The research presented in this paper is focused on the link between manufacturing parameters and the resulting mid-spatial frequency error in the manufacturing process of precision optics. The goal is to understand the generation mechanisms of mid-spatial frequency errors and avoid their appearance in the manufacturing process. Also, a simulation which is able to predict the resulting mid-spatial frequency error from a manufacturing process is developed and verified.
The classical manufacturing process of precision optics is based on a grinding and a polishing step. The quality parameters for the surface after the grinding step are shape, surface structure, roughness and sub surface damage (SSD). The errors in shape, surface structure and roughness can be considered as waviness with different surface wavelengths. The waviness can be classified as low-, mid- and high-spatial frequency error (LSFE, MSFE, HSFE). The LSFE represents shape errors and can be corrected with existing sub-aperture polishing techniques, for example, computer controlled polishing (CCP). The HSFE represents the roughness and can be smoothed for example by pad polishing. The MSFE is usually too large to be smoothed and too small to be corrected in a cost-efficient way. The MSFE can emerge in different states of the manufacturing process and its generation mechanisms are often not completely understood. The MSFE causes diffraction and decreases the image quality of an optical system. At the same time, optical components have to meet constantly rising requirements. Therefore, it is important to control the MSFE. This resembles a big challenge for the manufacturing process of precision optics. The demand for tools, techniques and strategies to avoid the MSFE is increasing [1,2,3,4,5,6,7,8].
There is no uniform definition of the exact range of the MSFE. This is because the MSFE range depends on each individual manufacturing process. In this research, all structures which are too large to be smoothed and too small, to be corrected in a cost-efficient way are considered as MSFE. It depends on the individual manufacturing process to determine which structures are too large to be smoothed or too small, to be corrected.
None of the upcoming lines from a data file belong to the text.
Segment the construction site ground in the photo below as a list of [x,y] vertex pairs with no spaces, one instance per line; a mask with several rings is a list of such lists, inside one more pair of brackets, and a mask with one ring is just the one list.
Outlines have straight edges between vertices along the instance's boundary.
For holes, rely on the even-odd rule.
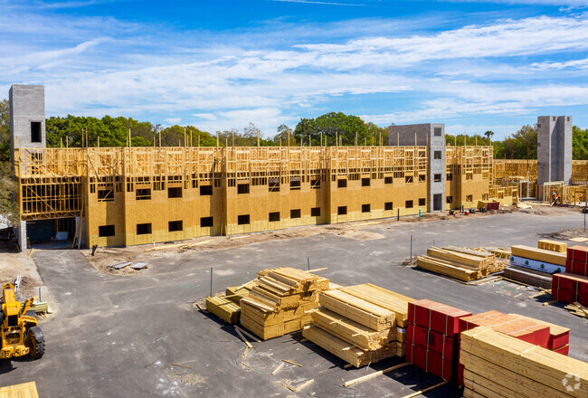
[[[583,214],[564,209],[384,223],[361,229],[373,239],[325,231],[226,249],[175,249],[148,259],[149,268],[132,278],[100,272],[76,250],[35,250],[32,258],[60,311],[41,324],[45,356],[3,361],[0,385],[35,381],[40,395],[49,397],[403,397],[441,382],[409,365],[346,388],[342,379],[404,360],[394,357],[369,369],[345,369],[345,363],[334,355],[300,342],[299,332],[252,341],[254,348],[243,355],[245,346],[233,327],[194,305],[209,294],[211,267],[213,291],[220,292],[254,279],[261,269],[307,269],[307,258],[312,269],[327,267],[319,273],[335,283],[371,282],[472,312],[517,312],[565,326],[572,329],[570,356],[588,361],[586,319],[558,303],[543,306],[551,299],[548,296],[530,298],[537,291],[506,280],[468,286],[402,265],[410,255],[411,235],[413,253],[422,254],[433,240],[437,246],[535,246],[545,234],[583,225]],[[134,250],[145,253],[145,247]],[[283,359],[301,366],[286,364],[272,375]],[[299,392],[280,383],[296,387],[311,379]],[[457,397],[460,393],[446,384],[426,396]]]

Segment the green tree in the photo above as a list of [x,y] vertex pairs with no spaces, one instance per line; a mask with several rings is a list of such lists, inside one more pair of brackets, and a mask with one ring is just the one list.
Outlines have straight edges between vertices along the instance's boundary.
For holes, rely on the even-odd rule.
[[572,158],[588,160],[588,128],[572,128]]
[[290,147],[296,146],[296,138],[294,137],[292,129],[284,124],[278,127],[278,134],[271,138],[274,145],[281,144],[284,147],[288,147],[289,139]]
[[357,145],[367,145],[377,143],[378,137],[375,137],[374,131],[370,133],[368,126],[361,118],[353,115],[346,115],[342,112],[330,112],[319,116],[317,118],[301,118],[294,128],[294,137],[297,143],[308,145],[310,138],[312,145],[320,144],[320,135],[323,134],[323,145],[336,145],[336,137],[338,136],[343,145],[355,145],[356,135],[357,135]]
[[[525,125],[503,141],[504,152],[495,154],[496,158],[529,159],[537,158],[537,127]],[[527,147],[528,146],[528,147]]]

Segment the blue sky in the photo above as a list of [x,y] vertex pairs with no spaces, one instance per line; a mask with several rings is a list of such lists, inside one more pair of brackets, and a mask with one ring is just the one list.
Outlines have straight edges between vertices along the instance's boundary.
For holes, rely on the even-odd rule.
[[266,137],[329,111],[502,138],[588,128],[588,0],[0,0],[0,98]]

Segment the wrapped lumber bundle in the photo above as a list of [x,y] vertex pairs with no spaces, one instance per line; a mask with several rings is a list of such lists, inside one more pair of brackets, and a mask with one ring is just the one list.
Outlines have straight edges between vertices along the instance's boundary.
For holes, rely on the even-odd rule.
[[356,367],[404,355],[408,303],[413,299],[365,284],[323,291],[318,301],[304,337]]
[[551,241],[549,239],[542,239],[537,242],[537,248],[545,251],[557,251],[560,253],[567,252],[567,243],[564,242]]
[[464,396],[585,398],[588,364],[497,332],[461,332]]
[[417,266],[465,282],[504,270],[504,263],[489,251],[456,246],[432,246],[426,256],[417,257]]
[[206,309],[218,317],[234,325],[239,323],[241,308],[238,304],[223,296],[214,296],[206,298]]
[[409,304],[406,361],[445,380],[457,379],[459,319],[454,307],[422,299]]
[[504,270],[504,276],[526,285],[546,289],[551,289],[552,274],[548,272],[511,265]]
[[[545,249],[538,249],[535,247],[516,245],[510,248],[512,257],[518,257],[522,259],[534,260],[540,263],[559,265],[565,267],[566,253],[558,251],[547,251]],[[517,264],[520,265],[520,264]]]
[[257,275],[241,299],[241,324],[263,340],[300,330],[310,320],[306,312],[318,307],[318,293],[329,289],[328,280],[293,268]]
Therefore different manufacturing processes have a different MSFE window .
The goal of this research is to develop a better understanding of the generation mechanisms of the MSFE. This should lead to techniques and strategies to avoid or at least decrease the appearance of the MSFE.
The same set of machine parameters in the same manufacturing process leads consistently to the same resulting MSFE on the surface of the manufactured part. Therefore, the generation of the MSFE is a deterministic process and should follow a defined model.
Periodic movements or vibrations during the manufacturing process are the root cause of the MSFE. The majority of these periodic movements or vibrations are related to the manufacturing parameters. Only very few of these movements or vibrations are constant and not related to the manufacturing parameters [10, 11].
Prior work has shown that the parameters of the grinding step have a significant impact on the resulting MSFE. After the grinding step, the MSFE usually consist of one dominating frequency and several residual frequencies, which are uniformly distributed along the grinding tool path. The residual frequencies are usually multiples of the main frequency. The main frequency can be linked directly to the path speed and the tool rotation during the grinding process [12,13,14].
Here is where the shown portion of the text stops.